In 1994, a kindred from Yemen was described as the first Jewish family with Machado–Joseph disease (MJD/SCA3), a dominant ataxia caused by the expansion of a (CAG)n above 61 repeats, in ATXN3. MJD is spread worldwide due to an ancient variant of Asian origin (the Joseph lineage). A second, more recent, independent expansion arose in a distinct haplotype (Machado lineage); other possible origins are still under study. We haplotyped 46 MJD patients and relatives, from 6 Israeli Yemenite families, and 100 normal chromosomes from that population, for 30 SNPs spreading 15 kb around the (CAG)n, and 8 STRs and 1 indel in the flanking regions. All six families shared an extended haplotype, showing no variants or recombination after a common origin, but differing in two SNPs (rs12895357 and rs12588287) from the Joseph lineage. To test for a new mutational origin in this population, we searched for the presence of that haplotype in Yemenite-Jewish controls. Only one (1%) normal (CAG)32 allele showed an extended STR-haplotype genetically closer to MJD than normal haplotypes (genetic distance, DA, 0.43 versus 0.53). That normal allele could be explained either by (1) the introduction of both normal and expanded alleles carrying this “Joseph-like” haplotype into the genetic pool of the Yemenite population; or by (2) a large contraction from the expanded CAG range. Based on the lack of STR diversity in MJD Yemenite-Jewish families, and on high frequency of this Joseph-like haplotype among African controls (23.2%), expanded alleles seem to have been introduced very recently (<400 years ago) from Africa.
Machado–Joseph disease (MJD), also known as spinocerebellar ataxia type 3 (SCA3), is the most frequent dominant ataxia worldwide, but its prevalence varies significantly among populations, its highest relative frequency, among all spinocerebellar ataxias, being reported from China (62.1%) , Brazil (59.6%) , Portugal (57.8%) , Thailand (46.5%) , Germany (42%)  and Singapore (41%)  (reviewed in ). In Israel, in spite of its ethnically diverse population, MJD has been exclusively reported among Jewish families of Yemenite origin [8, 9].
Jews arrived in Yemen mostly in the second century, maintaining close communal structures. By the end of the nineteenth century, Yemenite Jews started to migrate to Israel, where about 350,000 of their descendants now live.
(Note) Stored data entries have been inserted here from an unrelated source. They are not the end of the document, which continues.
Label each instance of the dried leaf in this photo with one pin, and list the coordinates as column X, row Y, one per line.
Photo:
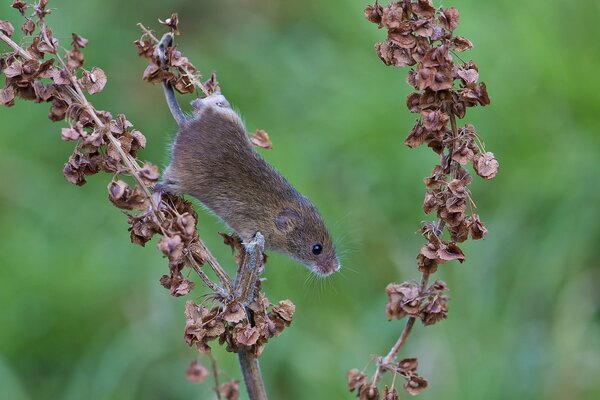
column 196, row 372
column 93, row 81
column 260, row 138
column 486, row 165
column 6, row 28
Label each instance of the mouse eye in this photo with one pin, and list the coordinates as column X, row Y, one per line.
column 317, row 249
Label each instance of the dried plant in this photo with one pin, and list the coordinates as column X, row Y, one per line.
column 421, row 36
column 241, row 317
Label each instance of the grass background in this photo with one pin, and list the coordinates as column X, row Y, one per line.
column 82, row 314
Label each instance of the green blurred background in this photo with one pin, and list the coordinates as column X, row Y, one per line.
column 82, row 312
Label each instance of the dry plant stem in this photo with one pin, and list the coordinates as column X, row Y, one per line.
column 393, row 353
column 245, row 290
column 188, row 73
column 252, row 376
column 15, row 46
column 133, row 171
column 213, row 363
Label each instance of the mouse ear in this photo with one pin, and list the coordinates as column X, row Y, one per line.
column 287, row 220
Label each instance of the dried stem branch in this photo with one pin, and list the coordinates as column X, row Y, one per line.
column 423, row 37
column 252, row 376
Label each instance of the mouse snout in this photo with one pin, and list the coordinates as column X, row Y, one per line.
column 328, row 267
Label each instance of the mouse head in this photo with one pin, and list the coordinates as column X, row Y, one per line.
column 215, row 100
column 307, row 239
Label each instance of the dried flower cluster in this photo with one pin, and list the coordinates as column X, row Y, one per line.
column 106, row 143
column 422, row 37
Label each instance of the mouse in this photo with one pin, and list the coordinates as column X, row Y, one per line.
column 213, row 160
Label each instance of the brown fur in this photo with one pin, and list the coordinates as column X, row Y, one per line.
column 214, row 161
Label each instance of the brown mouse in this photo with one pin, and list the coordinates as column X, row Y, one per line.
column 213, row 160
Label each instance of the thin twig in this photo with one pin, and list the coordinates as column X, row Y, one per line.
column 15, row 47
column 213, row 363
column 133, row 169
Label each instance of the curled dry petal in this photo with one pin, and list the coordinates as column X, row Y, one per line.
column 435, row 310
column 20, row 5
column 196, row 372
column 374, row 13
column 368, row 392
column 149, row 173
column 94, row 80
column 390, row 394
column 7, row 96
column 172, row 22
column 356, row 379
column 476, row 228
column 78, row 41
column 230, row 390
column 415, row 385
column 449, row 18
column 171, row 246
column 486, row 165
column 260, row 138
column 6, row 28
column 245, row 334
column 451, row 251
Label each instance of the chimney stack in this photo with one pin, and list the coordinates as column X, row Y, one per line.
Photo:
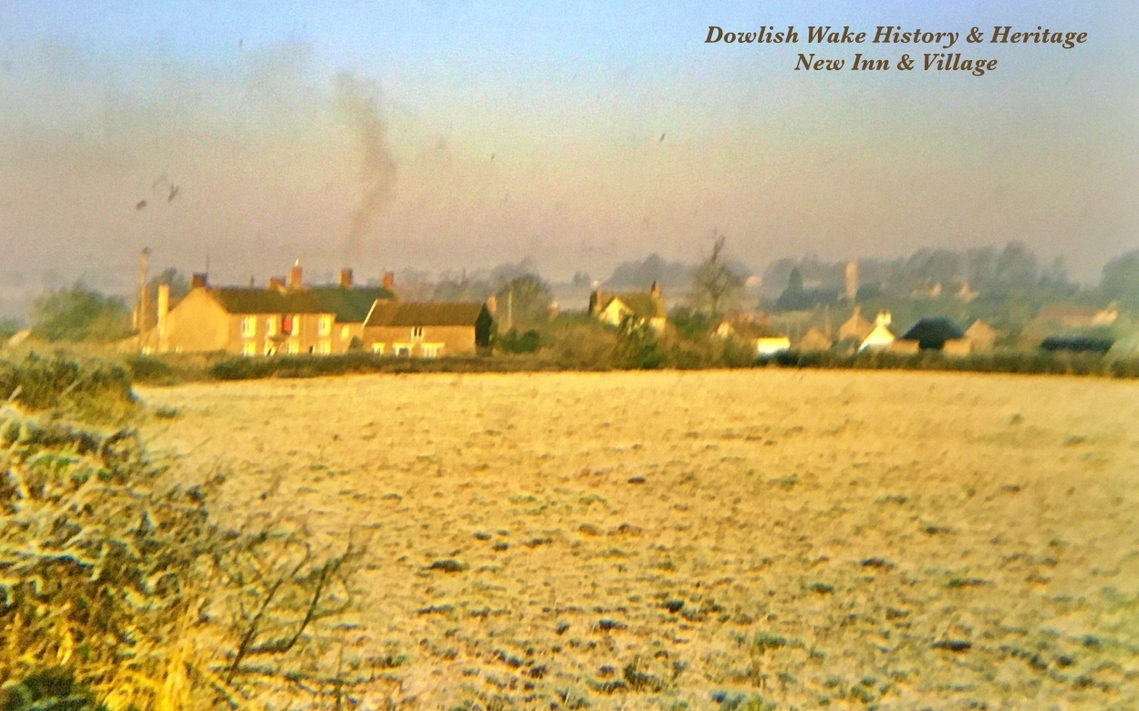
column 163, row 310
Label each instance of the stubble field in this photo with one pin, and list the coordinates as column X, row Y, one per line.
column 709, row 540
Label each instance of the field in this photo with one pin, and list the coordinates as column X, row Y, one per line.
column 720, row 539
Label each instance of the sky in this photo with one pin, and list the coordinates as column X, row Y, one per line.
column 448, row 136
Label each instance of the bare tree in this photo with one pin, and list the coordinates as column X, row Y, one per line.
column 715, row 286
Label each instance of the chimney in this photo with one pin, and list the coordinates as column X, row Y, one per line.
column 851, row 280
column 163, row 310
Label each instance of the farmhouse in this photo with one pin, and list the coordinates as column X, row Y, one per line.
column 642, row 308
column 351, row 305
column 426, row 329
column 248, row 321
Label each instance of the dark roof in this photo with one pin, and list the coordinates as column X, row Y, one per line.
column 641, row 303
column 932, row 333
column 423, row 313
column 267, row 301
column 351, row 305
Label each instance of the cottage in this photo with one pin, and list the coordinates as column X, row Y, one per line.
column 247, row 321
column 881, row 337
column 763, row 337
column 426, row 329
column 644, row 308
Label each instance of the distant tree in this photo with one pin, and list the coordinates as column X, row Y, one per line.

In 1994, Goldberg-Stern et al. described the first Israeli Jewish family with a clinical description of MJD, originating from a remote village near Ta’izz in Yemen ; the molecular diagnosis of MJD was confirmed in 1996 . Recently, disease prevalence was estimated to be as high as 29:100,000 in Jews of Yemenite descent living in Israel .
Due to the large pleomorphism of MJD, three sub-phenotypes were defined : type 1 with an earlier age-at-onset (AO; mean, 24.6 years) and characterised by striking pyramidal and extrapyramidal signs; type 2 (mean AO, 40.3 years) with an intermediate severity, and dominated by progressive ataxia, pyramidal signs and progressive external ophthalmoplegia (PEO); and type 3 with a later onset (mean AO, 47.1 years) and progressing slowly with peripheral signs, in addition to PEO and cerebellar and pyramidal signs. A type 4 was later suggested, including neuropathy and Parkinsonism, and was mainly observed in African patients [12, 13]. These sub-phenotypes do overlap and onset is classically as a type 2 in virtually all cases . In Yemenite Jews, despite the existing variability, type 3 is the most common, whereas type 1 is rare .
The variant responsible for MJD is a CAG repeat within an exonic region of ataxin-3 (ATXN3; 14q32.12; NM_001164778.1(ATXN3):c.458CAGCAAAAGCAGCAACAG), usually expanded above 61 units in patients; normal alleles typically range 12–44 CAGs [15,16,17,18]. To study the ancestral origins of MJD, we have previously assessed SNP backgrounds in patients from 264 MJD families, from 20 populations . Mutation rate of SNPs is very low (~2 × 10–8), the reason why mutations giving rise to most SNPs are considered unique events during the evolution of a given species. We identified two stable SNP haplotypes in MJD, TTACAC and GTGGCA, named “Joseph” and “Machado” lineages, after their predominance in Flores and São Miguel (the Azorean islands home to the Joseph and Machado families, respectively). A Joseph-like (“Groote”) lineage is present in Australian aborigine and some Asian MJD families .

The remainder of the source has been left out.